Question: Given this limited data what can we infer about the corona virus growth rate and how can we reject the vapor pressure model as a mere spurious correlation.

There is indeed limited data to say which model is correct. However, for the case of the VPM model we can say that it is spurious and incorrect (we need not more data for this). We can say this using: logic of the mechanism (it doesn't make sense), expert knowledge, previous experience, the fact that curves look a lot the same on a small range (increasing the coincidence that curves look the same).

*You could say that a relation like $$\frac{\partial y}{\partial t} \approx c y^n$$ somewhat makes sense as some sort of growth based on a power of $$y$$ (a toy model would be the growth of a circle where the increase in the area of the circle relates to the circumference of the circle).
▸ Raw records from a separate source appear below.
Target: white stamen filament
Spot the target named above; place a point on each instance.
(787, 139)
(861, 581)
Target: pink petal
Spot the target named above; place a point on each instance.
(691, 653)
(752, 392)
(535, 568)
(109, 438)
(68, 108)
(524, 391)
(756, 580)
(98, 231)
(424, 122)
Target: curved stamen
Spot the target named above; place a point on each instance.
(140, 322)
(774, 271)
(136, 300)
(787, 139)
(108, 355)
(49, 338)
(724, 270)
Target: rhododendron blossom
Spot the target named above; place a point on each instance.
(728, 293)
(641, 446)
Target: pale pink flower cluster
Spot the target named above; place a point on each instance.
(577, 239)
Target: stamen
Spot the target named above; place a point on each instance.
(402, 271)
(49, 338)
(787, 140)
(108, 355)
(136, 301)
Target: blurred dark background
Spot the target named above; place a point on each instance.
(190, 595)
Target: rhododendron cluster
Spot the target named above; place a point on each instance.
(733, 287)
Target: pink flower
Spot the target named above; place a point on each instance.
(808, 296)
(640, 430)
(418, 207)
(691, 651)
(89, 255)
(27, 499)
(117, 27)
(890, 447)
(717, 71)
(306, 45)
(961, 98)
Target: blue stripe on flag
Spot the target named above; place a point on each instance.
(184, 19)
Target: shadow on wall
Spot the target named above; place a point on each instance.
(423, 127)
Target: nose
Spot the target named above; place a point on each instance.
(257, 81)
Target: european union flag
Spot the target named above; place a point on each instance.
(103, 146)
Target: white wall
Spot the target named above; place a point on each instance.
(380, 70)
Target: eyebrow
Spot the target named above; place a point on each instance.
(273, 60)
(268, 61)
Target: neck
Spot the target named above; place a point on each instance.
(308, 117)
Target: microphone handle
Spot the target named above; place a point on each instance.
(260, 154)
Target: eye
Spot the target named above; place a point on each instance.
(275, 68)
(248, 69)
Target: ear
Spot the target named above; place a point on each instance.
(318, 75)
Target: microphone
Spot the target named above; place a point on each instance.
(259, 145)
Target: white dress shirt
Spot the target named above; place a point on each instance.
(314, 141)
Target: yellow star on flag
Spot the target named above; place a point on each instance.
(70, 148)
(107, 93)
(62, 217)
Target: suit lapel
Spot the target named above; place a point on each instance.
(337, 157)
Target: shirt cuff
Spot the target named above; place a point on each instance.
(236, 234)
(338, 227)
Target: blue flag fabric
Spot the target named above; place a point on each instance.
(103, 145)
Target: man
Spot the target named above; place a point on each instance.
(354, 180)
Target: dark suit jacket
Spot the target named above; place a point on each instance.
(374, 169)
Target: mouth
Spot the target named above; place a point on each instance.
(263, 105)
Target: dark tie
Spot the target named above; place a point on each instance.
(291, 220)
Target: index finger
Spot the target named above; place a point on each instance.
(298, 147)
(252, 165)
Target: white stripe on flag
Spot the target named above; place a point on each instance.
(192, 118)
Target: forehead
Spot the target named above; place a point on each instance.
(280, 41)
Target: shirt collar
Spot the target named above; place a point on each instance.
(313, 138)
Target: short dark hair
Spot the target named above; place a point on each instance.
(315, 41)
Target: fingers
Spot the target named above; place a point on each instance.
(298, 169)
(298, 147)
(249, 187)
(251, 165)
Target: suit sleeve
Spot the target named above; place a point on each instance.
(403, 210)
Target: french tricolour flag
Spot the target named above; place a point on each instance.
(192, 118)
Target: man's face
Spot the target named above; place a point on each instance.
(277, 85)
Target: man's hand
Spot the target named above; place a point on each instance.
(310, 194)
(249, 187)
### Comparison with larger data range

When we use data with a larger range (e.g. this data from wikipedia, which has at the time of writing points of 27 days and days 5-23 correspond to your data) then we can see how your VPM curve could coincidentally seem to fit(/explain) the data.

The VPM model is in the small range (from 5 to 23 days) approximately similar to a linear/polynomial model:

compare:

$$\left[ log(y) \right ]^\prime = \frac{y^\prime }{y} \approx a + bt$$

with

$$\left[ log(y) \right ]^\prime = \frac{y^\prime }{y} \approx a/t^2 + b/t$$

the latter can be approximately linear in a small range (note that the VPM actually already fails for the small values for your 18 data points, which you can see well on the log-scale, but these small values count less strongly in the sum of squared residuals; what the VPM seem to do well is fit the little jump with the 100% increase; in hindsight, we can say that this should be considered just fitting noise) ### Predictions/extrapolation

Note 1: I am well aware of spurious correlation. But with only 3 weeks of data, we many not be able to detect a different trend this early. Hence I am reporting the best fit regardless.

It is not very useful to fit curves in this way. It doesn't tell much information when there is not a good underlying theory.

In the image below two models are extrapolated and they give a final number of 45.3k or 47.8k cases and at that point (after only 2 or 3 days) the growth rate is zero (according to those models).

This extrapolation is not very useful. We don't know whether the model is truly like a curve that happens to fit well (and we could devise many other curves that would fit equally reasonable).

There may be more parameters involved that we do not take into account. The fits with those polynomials are not expressing what happens outside the range. It is not difficult to imagine that the growth will be for a long time nonzero, this is a scenario that is not modeled by a 'random' fit with a polynomial or some other method like a curve fitting tool that just checks a limited set (67) of various models (that may have nothing to do with the situation). This optimistic extrapolation with polynomial models looks even more dramatic when we look at the absolute growth of cases. Currently, this is in the ten thousands per day. The trend in the last days does not show that this is gonna decrease so quickly and it seems like we are gonna hit above 50 000 cases.